People may have another tool to fight the opioid epidemic

On Behalf of | Apr 22, 2020 | Pharmaceutical Litigation

In the midst of all the turmoil going on in the world today, some Ohio residents may have forgotten about the people who ended up with an addiction they never intended to have. The opioid epidemic continues despite anything else going on across the country. Both fortunately and unfortunately, people may have access to a drug that could help save the life of someone they know who suffers from this addiction.

Naloxone can be used in emergencies when a person overdoses on opioids. It immediately reverses the effects of medications such as codeine, fentanyl, heroin and oxycodone, which are the most popular opiates. This medication, sold as Narcan (registered trademark), blocks an opioid from reaching receptors in the brain. Opioids work by blocking certain receptors in the brain associated with pain, which is why they work so well.

Unfortunately, opioids are highly addictive, and doctors here in Ohio and elsewhere prescribe them to treat pain from a variety of injuries. After taking these medications for a while, an individual could easily develop an addiction. As is the case with their illegal counterpart, heroin, it takes more and more of the drug to block the pain. Under these circumstances, it is easy to overdose.

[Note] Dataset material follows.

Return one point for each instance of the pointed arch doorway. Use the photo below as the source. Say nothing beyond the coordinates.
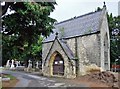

Even though Naloxone cannot be obtained over the counter, it may not require a prescription. However, it would require some instruction and education from a pharmacist. The most popular form of the medication given to consumers is a nasal spray that could help in an emergency. Some organizations, including the American Society of Addiction Medicine, recommend that anyone addicted to opioids or who knows someone addicted to opioids have this on hand, just in case. Beyond helping someone through an overdose, family members of someone suffering from an addiction, or someone working through an addiction, may want to obtain an explanation of any legal options that may be available with regard to holding drug companies legally responsible for their part in the opioid epidemic.